Under the provisions of 28 U.S.C. § 636(b)(1)(C) and Fed.R.Civ.P. 72(b), parties aggrieved by this recommendation have fourteen days from service of this report and recommendation to file specific, written objections with the Clerk of Court. A party may respond to another party's objections within fourteen days after being served with of a copy of any objections or responses to the district judge at the time of filing.
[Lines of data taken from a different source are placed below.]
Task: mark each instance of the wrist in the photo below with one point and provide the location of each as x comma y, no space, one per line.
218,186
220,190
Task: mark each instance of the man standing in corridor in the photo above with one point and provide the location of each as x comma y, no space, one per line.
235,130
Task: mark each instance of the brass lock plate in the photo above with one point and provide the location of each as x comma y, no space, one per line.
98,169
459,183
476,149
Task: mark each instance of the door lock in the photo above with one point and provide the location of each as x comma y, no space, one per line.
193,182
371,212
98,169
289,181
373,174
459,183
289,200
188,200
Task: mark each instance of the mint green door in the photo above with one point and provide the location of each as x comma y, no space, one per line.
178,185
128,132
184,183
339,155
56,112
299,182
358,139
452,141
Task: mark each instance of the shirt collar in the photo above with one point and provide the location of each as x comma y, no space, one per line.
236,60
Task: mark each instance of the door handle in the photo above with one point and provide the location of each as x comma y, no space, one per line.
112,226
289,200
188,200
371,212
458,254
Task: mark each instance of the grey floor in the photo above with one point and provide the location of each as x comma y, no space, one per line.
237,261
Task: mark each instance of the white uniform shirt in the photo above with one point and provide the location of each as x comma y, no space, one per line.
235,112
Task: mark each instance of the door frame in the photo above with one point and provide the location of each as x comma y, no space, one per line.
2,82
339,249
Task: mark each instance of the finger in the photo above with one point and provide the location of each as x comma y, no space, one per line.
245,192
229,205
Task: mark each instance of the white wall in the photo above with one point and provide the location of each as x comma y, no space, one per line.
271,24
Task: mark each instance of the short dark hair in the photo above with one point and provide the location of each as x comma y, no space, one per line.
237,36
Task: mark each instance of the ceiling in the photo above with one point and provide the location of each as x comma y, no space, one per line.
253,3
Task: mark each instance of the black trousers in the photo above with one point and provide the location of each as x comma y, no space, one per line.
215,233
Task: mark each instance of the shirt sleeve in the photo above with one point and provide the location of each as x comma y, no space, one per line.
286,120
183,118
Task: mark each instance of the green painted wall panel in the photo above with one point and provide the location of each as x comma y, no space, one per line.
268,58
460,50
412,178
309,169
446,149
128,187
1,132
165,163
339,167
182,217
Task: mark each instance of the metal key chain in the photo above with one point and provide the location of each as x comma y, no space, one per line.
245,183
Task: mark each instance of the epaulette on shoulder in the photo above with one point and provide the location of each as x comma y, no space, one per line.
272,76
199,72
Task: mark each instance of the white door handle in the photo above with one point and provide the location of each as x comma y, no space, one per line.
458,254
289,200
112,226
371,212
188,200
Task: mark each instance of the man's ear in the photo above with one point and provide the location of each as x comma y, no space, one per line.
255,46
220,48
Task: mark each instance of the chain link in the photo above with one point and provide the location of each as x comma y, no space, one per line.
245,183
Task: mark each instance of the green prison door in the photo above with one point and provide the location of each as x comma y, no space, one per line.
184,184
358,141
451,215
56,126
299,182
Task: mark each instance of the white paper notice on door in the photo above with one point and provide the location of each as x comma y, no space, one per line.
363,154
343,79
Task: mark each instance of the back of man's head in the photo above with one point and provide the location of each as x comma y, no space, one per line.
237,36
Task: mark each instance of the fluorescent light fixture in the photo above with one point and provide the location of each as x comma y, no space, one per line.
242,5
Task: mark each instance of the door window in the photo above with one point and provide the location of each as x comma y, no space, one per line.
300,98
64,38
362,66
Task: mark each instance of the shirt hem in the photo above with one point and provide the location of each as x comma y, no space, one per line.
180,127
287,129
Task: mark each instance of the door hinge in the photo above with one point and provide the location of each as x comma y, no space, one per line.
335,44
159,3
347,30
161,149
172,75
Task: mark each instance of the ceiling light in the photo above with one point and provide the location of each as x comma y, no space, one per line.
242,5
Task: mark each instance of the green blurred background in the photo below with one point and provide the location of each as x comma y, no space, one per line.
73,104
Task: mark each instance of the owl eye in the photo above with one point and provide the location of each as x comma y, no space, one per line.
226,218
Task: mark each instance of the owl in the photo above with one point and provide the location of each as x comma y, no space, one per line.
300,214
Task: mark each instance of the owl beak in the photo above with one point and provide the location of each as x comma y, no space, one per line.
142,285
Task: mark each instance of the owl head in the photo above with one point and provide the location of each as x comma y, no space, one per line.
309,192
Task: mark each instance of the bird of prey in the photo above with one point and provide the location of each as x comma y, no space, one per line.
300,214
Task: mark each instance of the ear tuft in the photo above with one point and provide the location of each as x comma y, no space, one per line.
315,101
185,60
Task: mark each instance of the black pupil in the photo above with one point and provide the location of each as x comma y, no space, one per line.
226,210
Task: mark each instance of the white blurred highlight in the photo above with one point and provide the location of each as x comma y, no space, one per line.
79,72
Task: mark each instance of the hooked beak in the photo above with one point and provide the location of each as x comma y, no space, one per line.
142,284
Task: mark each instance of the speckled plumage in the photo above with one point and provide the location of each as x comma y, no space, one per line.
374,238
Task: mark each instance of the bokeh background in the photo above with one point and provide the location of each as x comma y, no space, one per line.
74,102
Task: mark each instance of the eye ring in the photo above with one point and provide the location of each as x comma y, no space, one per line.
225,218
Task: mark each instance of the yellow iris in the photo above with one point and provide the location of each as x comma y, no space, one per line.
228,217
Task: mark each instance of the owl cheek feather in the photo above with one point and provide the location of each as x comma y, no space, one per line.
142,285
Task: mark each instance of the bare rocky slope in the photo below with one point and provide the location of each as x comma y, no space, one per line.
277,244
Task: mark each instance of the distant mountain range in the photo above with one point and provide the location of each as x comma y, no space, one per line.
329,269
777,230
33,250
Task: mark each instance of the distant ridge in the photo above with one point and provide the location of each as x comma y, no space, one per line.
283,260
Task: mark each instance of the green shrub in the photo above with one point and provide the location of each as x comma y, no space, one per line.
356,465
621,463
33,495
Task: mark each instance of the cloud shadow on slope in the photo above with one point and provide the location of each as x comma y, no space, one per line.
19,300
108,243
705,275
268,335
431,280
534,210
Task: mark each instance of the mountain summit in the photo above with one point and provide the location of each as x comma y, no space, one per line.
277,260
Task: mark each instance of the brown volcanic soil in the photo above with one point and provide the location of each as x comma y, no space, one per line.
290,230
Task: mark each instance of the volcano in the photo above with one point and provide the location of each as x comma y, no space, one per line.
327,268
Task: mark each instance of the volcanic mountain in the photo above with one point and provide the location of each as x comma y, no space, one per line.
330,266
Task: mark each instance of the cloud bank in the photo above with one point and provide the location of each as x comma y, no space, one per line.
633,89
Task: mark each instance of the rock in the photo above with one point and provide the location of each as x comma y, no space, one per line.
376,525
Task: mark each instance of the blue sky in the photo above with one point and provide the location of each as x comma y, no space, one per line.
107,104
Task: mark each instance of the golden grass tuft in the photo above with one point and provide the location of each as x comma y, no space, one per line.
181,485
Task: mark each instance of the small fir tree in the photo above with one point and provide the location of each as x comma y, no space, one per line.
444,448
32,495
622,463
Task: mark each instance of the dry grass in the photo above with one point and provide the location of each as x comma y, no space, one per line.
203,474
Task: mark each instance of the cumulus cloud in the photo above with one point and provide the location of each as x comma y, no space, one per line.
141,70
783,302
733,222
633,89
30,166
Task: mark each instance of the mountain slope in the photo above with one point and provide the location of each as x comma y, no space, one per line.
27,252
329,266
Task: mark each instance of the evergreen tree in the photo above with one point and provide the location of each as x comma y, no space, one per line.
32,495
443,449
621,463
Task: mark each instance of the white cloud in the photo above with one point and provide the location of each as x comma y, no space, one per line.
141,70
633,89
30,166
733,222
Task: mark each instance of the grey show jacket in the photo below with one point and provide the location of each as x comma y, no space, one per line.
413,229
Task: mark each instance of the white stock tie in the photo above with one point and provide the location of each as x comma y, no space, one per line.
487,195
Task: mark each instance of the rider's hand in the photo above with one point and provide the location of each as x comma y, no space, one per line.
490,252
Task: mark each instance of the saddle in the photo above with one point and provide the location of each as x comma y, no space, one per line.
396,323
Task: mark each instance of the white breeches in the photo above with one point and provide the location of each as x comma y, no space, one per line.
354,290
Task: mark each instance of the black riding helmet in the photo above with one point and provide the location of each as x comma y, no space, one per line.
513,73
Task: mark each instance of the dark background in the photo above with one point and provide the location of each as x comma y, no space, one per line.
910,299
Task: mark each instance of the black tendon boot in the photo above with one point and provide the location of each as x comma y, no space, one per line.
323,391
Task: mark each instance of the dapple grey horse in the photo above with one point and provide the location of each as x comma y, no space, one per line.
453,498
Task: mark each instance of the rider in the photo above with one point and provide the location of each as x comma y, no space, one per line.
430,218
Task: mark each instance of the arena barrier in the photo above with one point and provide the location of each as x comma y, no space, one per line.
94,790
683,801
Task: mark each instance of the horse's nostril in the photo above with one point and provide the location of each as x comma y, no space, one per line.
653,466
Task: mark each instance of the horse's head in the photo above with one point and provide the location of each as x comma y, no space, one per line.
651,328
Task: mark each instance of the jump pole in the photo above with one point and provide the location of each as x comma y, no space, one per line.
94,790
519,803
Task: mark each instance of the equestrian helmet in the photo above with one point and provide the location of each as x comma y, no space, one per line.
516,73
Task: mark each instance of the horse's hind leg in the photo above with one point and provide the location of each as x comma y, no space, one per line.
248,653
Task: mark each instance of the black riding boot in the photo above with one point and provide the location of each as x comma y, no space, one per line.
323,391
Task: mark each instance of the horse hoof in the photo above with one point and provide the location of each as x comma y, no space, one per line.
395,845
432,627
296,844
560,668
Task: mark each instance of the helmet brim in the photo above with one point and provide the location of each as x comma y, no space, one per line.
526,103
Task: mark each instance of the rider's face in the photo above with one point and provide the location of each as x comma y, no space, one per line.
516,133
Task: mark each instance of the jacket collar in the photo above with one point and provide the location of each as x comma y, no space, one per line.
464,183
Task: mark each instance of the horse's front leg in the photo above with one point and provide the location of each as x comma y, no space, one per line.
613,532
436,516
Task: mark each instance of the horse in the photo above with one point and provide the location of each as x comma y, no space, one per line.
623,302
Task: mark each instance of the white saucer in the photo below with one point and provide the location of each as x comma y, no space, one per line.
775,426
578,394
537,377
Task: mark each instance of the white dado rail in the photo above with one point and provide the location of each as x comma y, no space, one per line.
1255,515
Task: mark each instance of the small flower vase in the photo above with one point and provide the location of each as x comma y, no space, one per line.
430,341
Failure to file written objections to the proposed factual findings and/or the proposed legal conclusions reflected in the report and recommendation within fourteen days following the date of its service, or within the time frame authorized by Fed.R.Civ.P. 6(b), shall bar an aggrieved party from attacking either the factual findings or the legal conclusions accepted by the district court, except upon grounds of plain error. See Douglass v. United Services Automobile Association, 79 F.3d 1415 (5th Cir. 1996) (en banc), superseded by statute on other grounds, 28 U.S.C. §636(b)(1).